Morally, our tacit acceptance of violence within prisons is grotesque. But it's also counterproductive. Research by economists Jesse Shapiro and Keith Chen suggests that violent prisons make prisoners more violent after they leave. When your choice is between the trauma of hardening yourself so no one will touch you or the trauma of prostituting yourself so you're protected from attack, either path leads away from rehabilitation and psychological adjustment.

And we, as a society, endure the consequences -- both because it leads ex-cons to commit more crime on the streets and because more of them end up back to jail. A recent report released by the Pew Center on the States revealed that more than one in 100 Americans is now behind bars.
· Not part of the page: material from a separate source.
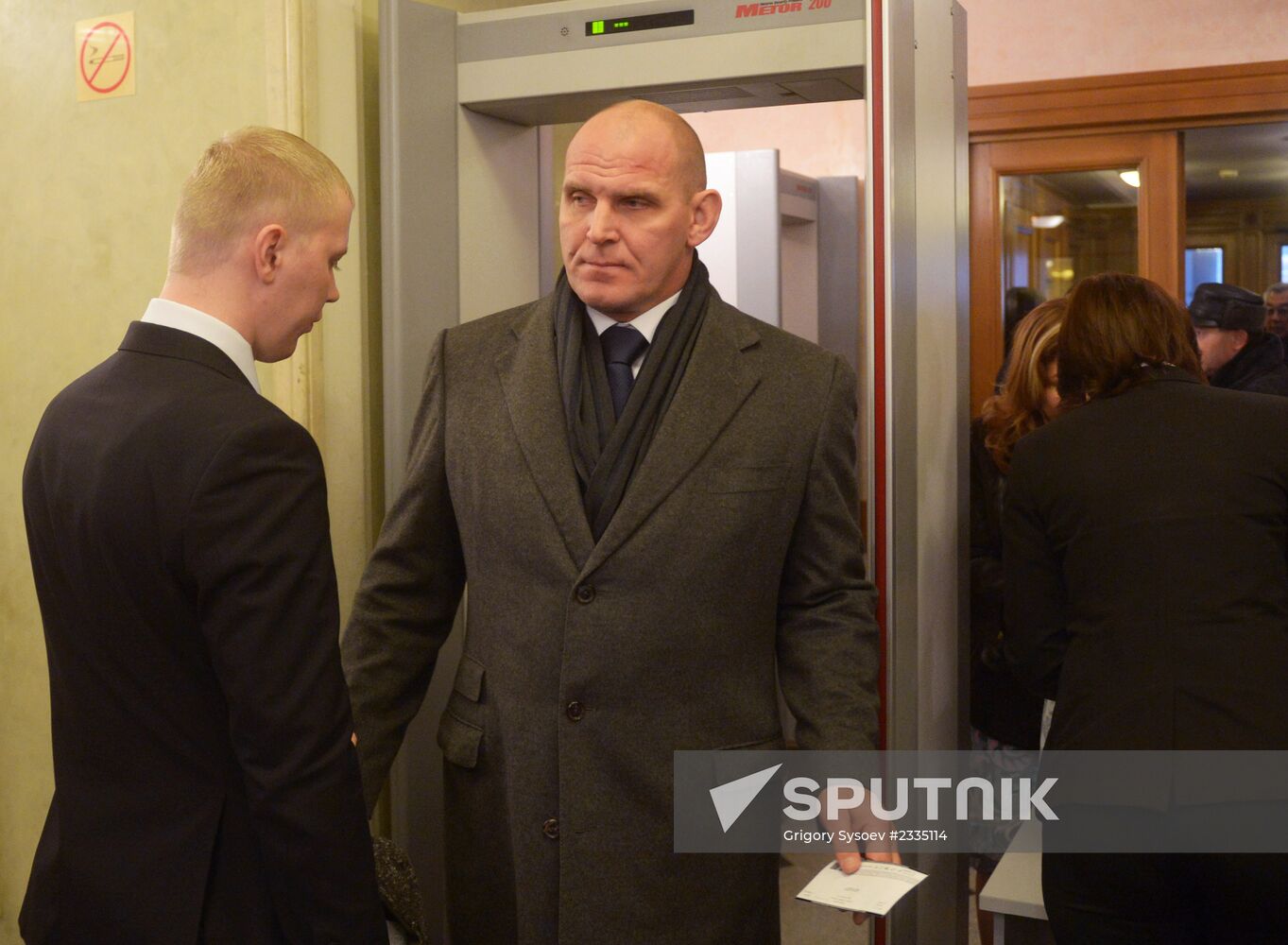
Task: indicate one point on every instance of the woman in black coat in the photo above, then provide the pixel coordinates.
(1005, 716)
(1146, 592)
California alone spends $8.8 billion a year on its imprisoned population -- a 216% increase over what it paid 20 years ago, even after adjusting for inflation.

That's money, of course, that can't be spent on schools, on job training, on wage supports and drug treatment. Money, in other words, that can't be spent on all the priorities that keep people out of prison. Money that's spent instead on housing prisoners in a violent, brutal and counterproductive atmosphere. And there's nothing funny about that.